Friday, December 5, 2008

Trip to the ER

Last night I was forced to face one of my worst fears, covered in one of my biggest phobias.  It was not by choice.  But I feel great today in the way I was able to handle the situation.  It's a boost in my confidence as a Mother.  Now I know I CAN deal with these situations, if I must.
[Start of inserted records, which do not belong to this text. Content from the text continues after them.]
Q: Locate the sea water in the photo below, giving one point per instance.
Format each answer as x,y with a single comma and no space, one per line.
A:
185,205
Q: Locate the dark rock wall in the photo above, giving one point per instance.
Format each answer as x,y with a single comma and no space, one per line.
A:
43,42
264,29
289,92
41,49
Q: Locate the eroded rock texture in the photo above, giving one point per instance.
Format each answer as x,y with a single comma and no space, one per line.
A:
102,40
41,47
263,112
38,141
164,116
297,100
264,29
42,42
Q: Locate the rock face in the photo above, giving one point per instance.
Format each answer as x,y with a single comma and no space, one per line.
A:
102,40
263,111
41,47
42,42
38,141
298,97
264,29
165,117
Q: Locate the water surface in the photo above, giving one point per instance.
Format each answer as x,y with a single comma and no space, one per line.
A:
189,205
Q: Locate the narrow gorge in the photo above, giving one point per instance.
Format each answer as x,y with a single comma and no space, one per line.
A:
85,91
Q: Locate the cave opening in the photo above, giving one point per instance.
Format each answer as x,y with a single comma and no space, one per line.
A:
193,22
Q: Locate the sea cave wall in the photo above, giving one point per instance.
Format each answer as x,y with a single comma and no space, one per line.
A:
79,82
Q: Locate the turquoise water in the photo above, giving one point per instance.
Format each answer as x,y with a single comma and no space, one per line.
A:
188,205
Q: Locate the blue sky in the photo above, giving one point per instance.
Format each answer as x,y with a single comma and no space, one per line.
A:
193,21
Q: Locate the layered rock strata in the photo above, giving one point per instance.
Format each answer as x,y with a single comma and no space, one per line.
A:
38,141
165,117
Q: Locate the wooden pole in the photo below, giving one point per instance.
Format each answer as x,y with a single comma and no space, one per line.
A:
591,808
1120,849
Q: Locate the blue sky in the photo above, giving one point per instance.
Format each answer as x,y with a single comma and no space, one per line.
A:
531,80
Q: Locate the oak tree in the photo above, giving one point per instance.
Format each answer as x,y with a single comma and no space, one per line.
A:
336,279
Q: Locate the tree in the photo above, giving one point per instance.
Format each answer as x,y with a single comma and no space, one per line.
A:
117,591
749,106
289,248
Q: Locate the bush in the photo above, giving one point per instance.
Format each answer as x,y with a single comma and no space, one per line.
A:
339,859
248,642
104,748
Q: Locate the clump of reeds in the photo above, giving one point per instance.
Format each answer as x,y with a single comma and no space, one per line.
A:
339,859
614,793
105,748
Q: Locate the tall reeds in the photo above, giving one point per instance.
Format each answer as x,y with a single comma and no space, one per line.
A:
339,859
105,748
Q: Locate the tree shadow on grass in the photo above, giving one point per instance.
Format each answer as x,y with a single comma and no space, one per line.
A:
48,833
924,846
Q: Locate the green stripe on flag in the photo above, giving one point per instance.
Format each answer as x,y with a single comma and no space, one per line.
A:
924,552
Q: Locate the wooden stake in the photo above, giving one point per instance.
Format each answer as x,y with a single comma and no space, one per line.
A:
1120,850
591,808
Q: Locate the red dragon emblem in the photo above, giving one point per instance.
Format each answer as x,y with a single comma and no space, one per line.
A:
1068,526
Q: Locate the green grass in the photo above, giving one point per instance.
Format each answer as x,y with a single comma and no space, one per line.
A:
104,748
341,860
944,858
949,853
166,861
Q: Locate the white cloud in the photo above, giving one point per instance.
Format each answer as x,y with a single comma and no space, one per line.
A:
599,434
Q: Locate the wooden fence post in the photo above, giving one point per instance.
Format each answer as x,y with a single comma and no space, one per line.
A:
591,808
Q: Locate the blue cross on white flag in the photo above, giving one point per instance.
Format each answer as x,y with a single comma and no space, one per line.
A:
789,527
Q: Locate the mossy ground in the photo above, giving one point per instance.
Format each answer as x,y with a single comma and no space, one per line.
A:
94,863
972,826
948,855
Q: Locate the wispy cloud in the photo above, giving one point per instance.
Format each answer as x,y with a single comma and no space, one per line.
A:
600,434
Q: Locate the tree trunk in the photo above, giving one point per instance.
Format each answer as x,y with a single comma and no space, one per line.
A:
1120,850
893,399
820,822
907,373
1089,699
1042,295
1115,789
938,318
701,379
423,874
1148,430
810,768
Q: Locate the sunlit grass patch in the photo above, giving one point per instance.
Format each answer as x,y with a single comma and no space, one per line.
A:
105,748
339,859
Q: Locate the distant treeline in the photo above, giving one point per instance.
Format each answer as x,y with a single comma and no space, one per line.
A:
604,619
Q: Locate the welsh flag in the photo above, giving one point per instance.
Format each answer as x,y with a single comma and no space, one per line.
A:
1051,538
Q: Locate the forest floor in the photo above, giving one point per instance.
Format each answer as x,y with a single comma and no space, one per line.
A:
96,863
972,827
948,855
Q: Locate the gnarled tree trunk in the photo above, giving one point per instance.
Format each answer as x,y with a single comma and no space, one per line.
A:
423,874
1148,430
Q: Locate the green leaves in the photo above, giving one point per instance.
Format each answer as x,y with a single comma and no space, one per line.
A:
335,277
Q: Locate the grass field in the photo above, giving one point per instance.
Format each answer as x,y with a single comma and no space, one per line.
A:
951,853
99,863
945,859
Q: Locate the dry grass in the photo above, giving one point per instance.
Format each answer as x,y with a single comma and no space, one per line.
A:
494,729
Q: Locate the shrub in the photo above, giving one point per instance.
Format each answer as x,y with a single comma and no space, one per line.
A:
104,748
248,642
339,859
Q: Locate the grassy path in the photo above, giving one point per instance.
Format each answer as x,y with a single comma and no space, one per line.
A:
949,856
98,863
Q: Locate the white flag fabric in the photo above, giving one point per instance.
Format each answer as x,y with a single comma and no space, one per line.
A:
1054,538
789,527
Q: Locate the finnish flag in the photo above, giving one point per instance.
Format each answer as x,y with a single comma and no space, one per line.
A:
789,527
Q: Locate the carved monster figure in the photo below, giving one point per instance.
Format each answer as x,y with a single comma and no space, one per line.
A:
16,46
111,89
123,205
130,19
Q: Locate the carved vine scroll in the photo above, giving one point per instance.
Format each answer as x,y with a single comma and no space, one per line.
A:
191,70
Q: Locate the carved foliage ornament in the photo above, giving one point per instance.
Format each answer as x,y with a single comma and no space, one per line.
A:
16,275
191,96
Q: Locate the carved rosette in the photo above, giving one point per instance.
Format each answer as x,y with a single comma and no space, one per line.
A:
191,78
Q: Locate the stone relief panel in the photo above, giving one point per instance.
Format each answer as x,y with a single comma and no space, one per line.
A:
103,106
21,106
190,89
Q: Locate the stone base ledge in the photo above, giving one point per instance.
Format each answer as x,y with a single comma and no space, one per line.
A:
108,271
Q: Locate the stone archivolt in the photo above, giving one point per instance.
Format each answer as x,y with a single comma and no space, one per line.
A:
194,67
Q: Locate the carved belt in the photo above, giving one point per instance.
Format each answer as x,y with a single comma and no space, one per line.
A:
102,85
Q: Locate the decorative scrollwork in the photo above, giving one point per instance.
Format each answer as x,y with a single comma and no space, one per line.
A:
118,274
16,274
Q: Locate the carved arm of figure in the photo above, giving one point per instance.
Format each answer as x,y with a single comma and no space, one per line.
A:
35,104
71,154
One of my worst fears... an emergency situation involving one of my children.
One of my biggest phobias... BLOOD.

Cam fell head first into the brick fireplace while I was getting my hair colored by my Sister-In-Law. I jumped up and ran to him, he was screaming instantaneously.  When I first picked him up and looked at his forehead where he hit, there was definitely an open wound there, but no blood yet. I don't know whether it was motherly instinct, intuition, or that angel on my shoulder, but at that moment something told me "Stay calm. Head wound = lots of blood.  He will be fine. You MUST do this.  Stay Calm." I turned to tell Annalisa that we are going to have to go to the Hospitol and, sure enough, by the time I glanced back to Cam, there was blood everywhere. I had to keep reminding myself that I had seen the cut and it is not as bad as it looks. My inner "Suzan" wanted to freak out, to cry, to call someone who could calmly handle this, but the "Suzan" who took over was already handling this. She was wiping the blood from his eyes and face, applying pressure to the wound, and trying to calm him. It was like having two personalities conflicting each other, but my strong, brave, calm side was totally in controll. The scared, weak, panicking side was just standing around in the background.  

We got to the ER and the bleeding had stopped for the most part, so we had sit there for 2 hours, just building up anxiety for the trauma of putting in the 4 stitches. Cam was going on no nap and he was not a happy camper. By the time they came in to put in the stitches he had figured out every gadget on the hospital bed. I was just glad he wasn't screaming at this point. Every now and then I would catch a glimps of myself in the mirror and would loose it. I had almost forgotten that I was half way through getting my hair colored when we rushed off to the hospital. I am sure everyone was wndering when the last time I washed my hair was!
 


I'm glad it is over, and I am feeling good about the way I handled it.  Now if I can just keep him from playing Dinosaur fight for a while. He will be rockin' the headband for a few days. I think it's kind of cute!  I am going to try and score a little extra snuggle time while I can get it ;)

7 comments:

Beth said...

Oh my gosh Cam, You must have been very brave at the hospital. I'm sorry you got hurt but I'm also very proud of you for being so brave. I'm glad to see your monkey was there with you, I'm sure that was a big help. And Susan, I'm very proud of you for handling the situation so well. It's amazing how a mom's nurturing instinct takes over in a time of crisis. There's nothing worse for a mother than seeing one of your children suffering.

With those 2 rough and tumble boys of yours this probably won't be your last trip to the hospital. I pray that the little angel who helped you last night will always be there for you. Love you guys!

Amy said...

Wow, I'm dreading that myself, especially the long drive to the hospital, which I'm guessing you had as well. I'm glad you found the strength to handle it. It's amazing how becoming a mother changes so many aspects of you. I should probably say every aspect of you. :-) I'm sure Cam's going to be just fine, though. Just the first of many battle scars to come, I'm sure.

The Clark said...

I've been there to witness the Drama-Suzan, and I can attest to what a feat it was for her to stay calm. Any semblance of a vibration or loud noise used to throw her into hysterics because she was convinced an earthquake was about to swallow her alive. or spiders...oh man, this is a hilarious scene!

i had a smiley moment thinking that it may have been grandma telling you to stay calm. she was the queen of calm.

Leslie said...

amazing, suzan! so unlike you. i, too, thought of grandma there with you and it made me warm all over. and i totally laughed out loud when you made a reference to your half-dyed head of hair. hilarious! glad to hear all is well.

John-n-Mel said...

How very Scary! Good job Susan i'm very proud and impressed. I too have the same phobias and hopefully if something like this happens I too can handle it like the champ you are. Glad to hear that Cam is doing ok.

barbchuck said...

I have been having trouble sending my comments to you. I just lost the one I just wrote, so am trying again: What a horribly scary experience that must have been, both for you and for Cam! How lucky you were to have Annalisa there, both for moral support and to help you take care of the blood. Did she also come with you to the hospital, so there was someone to comfort Cam while you were driving to the hospital? I'm glad this story had such a happy ending. P.S. How did your hair come out?

Ryan & Holly Willard said...

I'm so glad that Cam is OK. You handeled the situation amazingly. The video of him beating up the bed cracks me up, because even with a head wound he is kicking butt.